But anyway, I do agree that assessments of quality are very relevant here. One reason departments pay assistant professors more than, say, $35k, is that if they paid that much they would have no chance of getting the best candidates. (I think by saying that 'perceived merit' isn't the issue, mysjkin meant that administrators aren't making judgments about the intrinsic worth of what we do, rather than that SCs do not discriminate by quality among candidates.)

Finally, as 6:35 AM points out, anyone who thinks that the market has no bearing on philosophers' salaries just isn't paying attention.

Anonymous said...

Assistant Professor of German: $ 48,000

Assistant Professor of Art History (2 positions hired) $41,500 / $ 43, 500

Assistant Professor of French: $40, 500


Anon. 6:35: Can you indulge me and my spleen by telling me -- if you know -- whether the two higher salaries noted above were for men and the two lower ones for women? I don't want that to be true, but I just have a sinking feeling... I hope I'm just being paranoid.

Anonymous said...

6:35 -- those are great numbers, but what's the supply and demand for each of those fields?

Anonymous said...

Don't know why I feel compelled to do this, but just to clarify what I said earlier:

It's easy to think that the quality and merit of any given candidate is factored into supply and demand. One can also factor in transaction costs, coordination costs, and other such things. Indeed, this is how most people teach and think about S&D. Personally, I think this is slippery talk, because once one goes down this road, it's easy to get confused about what's really driving someone's price.
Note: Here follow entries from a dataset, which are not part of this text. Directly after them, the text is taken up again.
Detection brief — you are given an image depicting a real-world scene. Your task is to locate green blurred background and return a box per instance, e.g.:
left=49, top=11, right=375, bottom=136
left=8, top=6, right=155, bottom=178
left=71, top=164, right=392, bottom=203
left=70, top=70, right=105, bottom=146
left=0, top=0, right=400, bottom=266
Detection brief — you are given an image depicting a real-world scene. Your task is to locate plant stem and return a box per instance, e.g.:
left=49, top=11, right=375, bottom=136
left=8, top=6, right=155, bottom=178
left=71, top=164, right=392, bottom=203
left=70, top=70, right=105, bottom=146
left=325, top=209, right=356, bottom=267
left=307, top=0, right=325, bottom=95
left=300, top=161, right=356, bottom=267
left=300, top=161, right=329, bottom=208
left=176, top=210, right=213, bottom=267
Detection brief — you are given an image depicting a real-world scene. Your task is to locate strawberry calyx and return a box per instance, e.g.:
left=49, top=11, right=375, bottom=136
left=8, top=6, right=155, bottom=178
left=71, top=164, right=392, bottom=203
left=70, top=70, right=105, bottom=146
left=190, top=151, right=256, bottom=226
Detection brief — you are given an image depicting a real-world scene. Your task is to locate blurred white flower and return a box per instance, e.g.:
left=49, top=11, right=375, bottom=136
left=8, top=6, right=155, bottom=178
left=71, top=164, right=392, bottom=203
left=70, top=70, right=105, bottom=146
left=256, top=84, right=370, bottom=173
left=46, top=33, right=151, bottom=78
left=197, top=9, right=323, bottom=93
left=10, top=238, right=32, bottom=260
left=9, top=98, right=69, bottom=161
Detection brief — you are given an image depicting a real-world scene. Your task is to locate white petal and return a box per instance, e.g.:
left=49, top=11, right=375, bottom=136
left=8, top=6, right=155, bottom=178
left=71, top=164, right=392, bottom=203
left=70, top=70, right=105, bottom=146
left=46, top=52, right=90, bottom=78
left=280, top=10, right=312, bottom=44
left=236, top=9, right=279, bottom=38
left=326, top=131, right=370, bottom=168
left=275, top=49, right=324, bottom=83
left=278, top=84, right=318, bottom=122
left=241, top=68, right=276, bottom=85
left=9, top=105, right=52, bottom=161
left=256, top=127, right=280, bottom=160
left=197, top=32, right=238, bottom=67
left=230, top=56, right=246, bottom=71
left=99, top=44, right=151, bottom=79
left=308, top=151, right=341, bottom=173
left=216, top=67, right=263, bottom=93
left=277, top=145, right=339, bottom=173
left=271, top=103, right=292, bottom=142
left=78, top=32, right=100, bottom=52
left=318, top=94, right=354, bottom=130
In the case of the salaries listed above, it is _clearly_ supply and demand that is driving the neurosurgeon's ridiculous income. There are not enough neurosurgeons and there is too much demand. It's unlikely that that one guy is so much more deserving on quality or merit than any of the other professors. So there, I think it's safe to say that there are market pressures pushing his salary through the stratosphere.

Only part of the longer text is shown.